Era como ver un duelo entre dos aves rapaces, una más joven y temperamental, y otra, algo más mayor y más tranquila y lista. La primera dejaba que la furia la dominara, mientras que la otra, de una forma más paciente y con gestos estudiados, agredía a su oponente en donde sabía que era más vulnerable. No hacía falta ser muy inteligente para saber quién de los dos iba a ganar.

—Está bien, iré a tomar las condenadas medidas —rezongó Trissa con un ligero mohín en los labios.

—Perfecto. —Paul sacó una tarjeta y la dejó sobre el mostrador—. Este es mi número de la oficina. Llámame mañana, y quedamos para acordar el día y la hora —anunció antes de darse la vuelta para marcharse.

—¡Espera! Tienes que darnos tu dirección para que Trissa pueda acercarse a tu casa.

—Tranquila, ella ya sabe cómo llegar, ¿verdad?

La aludida chasqueó la lengua, convirtiendo ese sonido en su única respuesta. Paul emitió una ligera carcajada y desapareció por la puerta, dejando tras de sí un olor fresco a colonia y after shave y un «adiós» que más que el final de algo daba la impresión de ser el comienzo.

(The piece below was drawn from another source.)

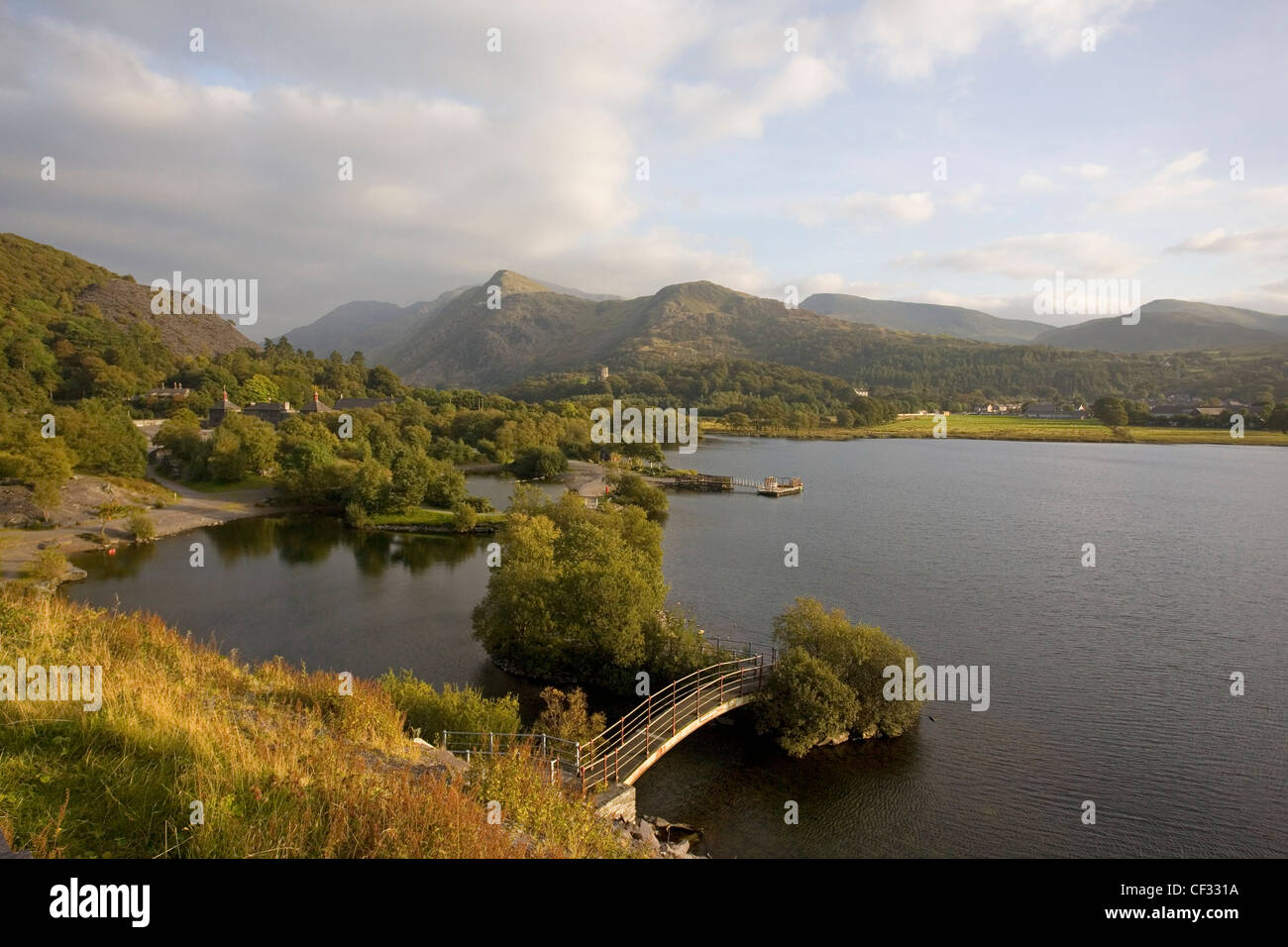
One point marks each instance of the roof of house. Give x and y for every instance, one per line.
x=362, y=402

Olivia se quedó allí de pie sin saber qué hacer. Por un lado, no le parecía bien volver a encerrarse en el taller sin haber hablado con su amiga y, al mismo tiempo, no sabía qué podía decirle. Pero la pregunta era: ¿cómo la abordaba? Porque, según el genio que tenía, no quería ni imaginarse qué le haría si no le gustaba lo que estaba a punto de decirle.

—Esto… Trissa…

—¡¿Qué?!

«Te recuerdo que soy tu jefa, y esa no es forma de hablarme», pensó, pero mantuvo la boca cerrada y no hizo ningún comentario al respecto. En esos momentos, a su amiga le daba igual quién fuera, lo único que le importaba era el agravio que, para ella, Paul le había hecho.

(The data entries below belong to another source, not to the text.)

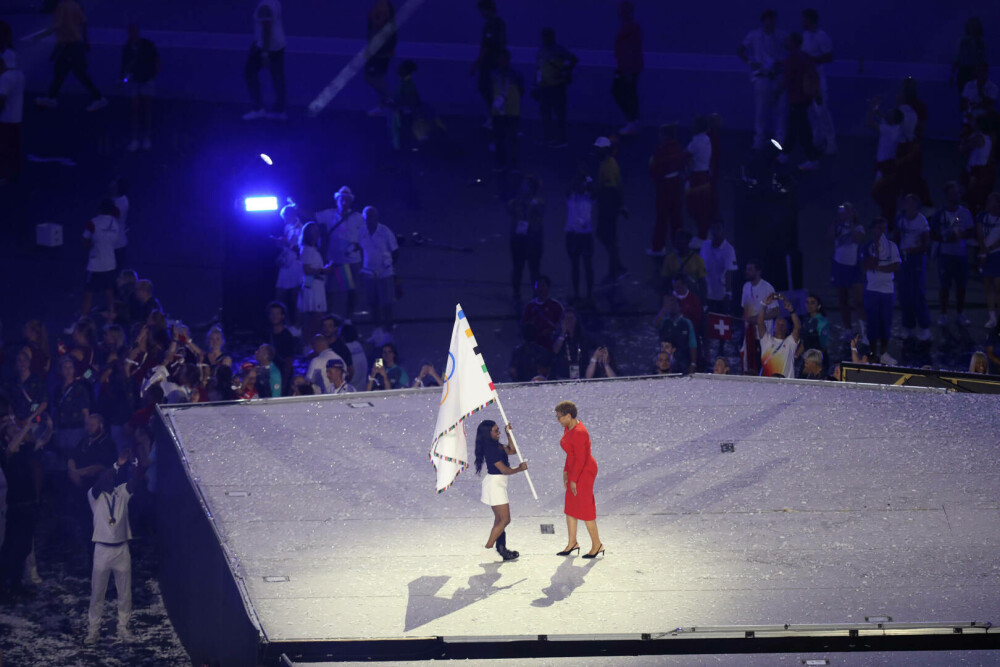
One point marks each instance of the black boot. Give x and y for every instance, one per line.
x=502, y=549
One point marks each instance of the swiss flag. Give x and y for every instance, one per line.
x=720, y=327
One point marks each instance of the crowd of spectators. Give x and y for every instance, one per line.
x=79, y=402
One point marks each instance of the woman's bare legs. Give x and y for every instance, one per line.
x=595, y=539
x=571, y=532
x=501, y=519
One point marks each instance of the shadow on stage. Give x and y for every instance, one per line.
x=566, y=579
x=423, y=606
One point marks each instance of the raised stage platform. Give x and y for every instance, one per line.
x=293, y=524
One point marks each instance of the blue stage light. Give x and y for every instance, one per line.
x=265, y=203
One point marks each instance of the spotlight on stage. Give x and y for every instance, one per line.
x=261, y=203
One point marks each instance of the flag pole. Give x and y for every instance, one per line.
x=513, y=442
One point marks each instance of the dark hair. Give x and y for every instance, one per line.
x=566, y=408
x=123, y=185
x=819, y=301
x=348, y=332
x=484, y=438
x=406, y=68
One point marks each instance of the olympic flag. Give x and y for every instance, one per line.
x=467, y=389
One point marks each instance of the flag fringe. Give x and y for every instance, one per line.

—¿Desde cuándo sabes dónde vive?

Esa no era la mejor pregunta que podría haberle hecho, pero lo cierto era que se trataba de la que más curiosidad le daba. Paul llevaba meses yendo a la tienda a hacerles visitas constantes, y, en todas ellas, Trissa había intentado ignorarlo. Había sido agradable con él, incluso, en algunas ocasiones, casi podría decir que habían coqueteado, pero en ninguna de ellas había visto que le diera su número de teléfono o aceptara tener una cita con él.

—¿Eso es lo único que te preocupa? —inquirió usando cada palabra como si fuera un cuchillo—. ¿Y por qué no has dicho nada, eh? ¡Tendrías que haberme respaldado! —Olivia abrió la boca para responder, pero su amiga levantó una mano y la silenció—. No digas nada, ya es demasiado tarde. Ahora tendré que ir a su casa para tomar medidas en su dormitorio, y que así pueda tener una maravillosa cama de matrimonio para meter en ella a quién quiera.

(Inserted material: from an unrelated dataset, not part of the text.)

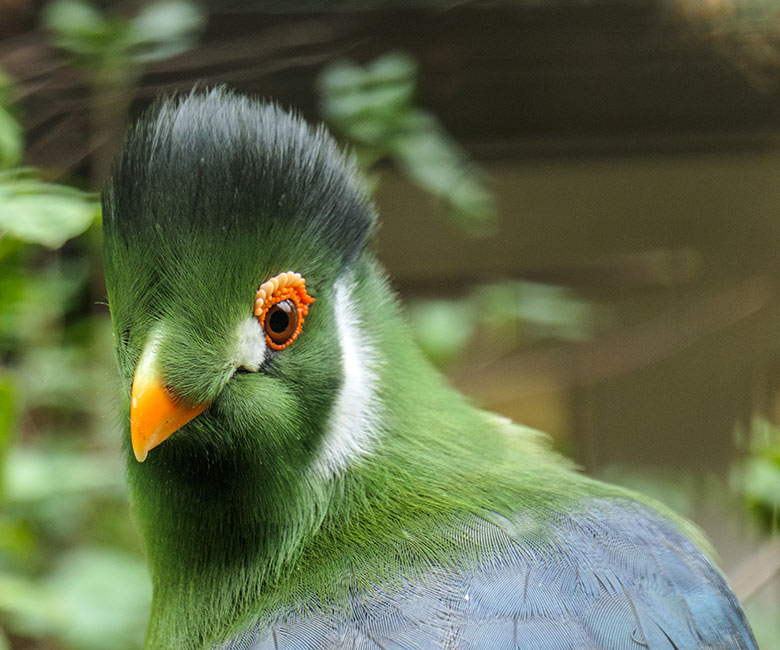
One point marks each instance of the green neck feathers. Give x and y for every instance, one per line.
x=230, y=528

Olivia formó una o con la boca, empezaba a comprender qué era lo que estaba pasando. Al parecer, ella no había sido demasiado receptiva, y esos dos tenían una historia más profunda de lo que suponía.

—¡Y no hay forma de limpiar este condenado cristal!

Decidiendo que lo mejor que podía hacer era darle su espacio y que así pudiera calmarse por sí misma, Olivia se despidió y se introdujo de nuevo en el taller para continuar trabajando en sus muebles. Se acercó hasta sus herramientas y, con una media sonrisa en los labios, dijo:

—Por una vez, me alegra que vosotras seáis lo más masculino que haya en mi vida.

Se mentiría a sí misma si dijera que no le encantaría tener a alguien a su lado con el que mantener una relación seria, pero tenía demasiado trabajo encima como para ponerse a buscar a un posible candidato. Además, tampoco tenía tiempo, ni ganas, de introducirse en la eterna espiral de citas inagotables y de explicaciones que siempre llevaban al mismo punto: que la dejaran plantada. Se tocó la pierna izquierda, rozándose el muslo en una tierna caricia. No, se había acabado el tener que ver la compasión reflejada en los ojos de otra persona. Por ahora, se encontraba bien tal y como estaba. No necesitaba a nadie más.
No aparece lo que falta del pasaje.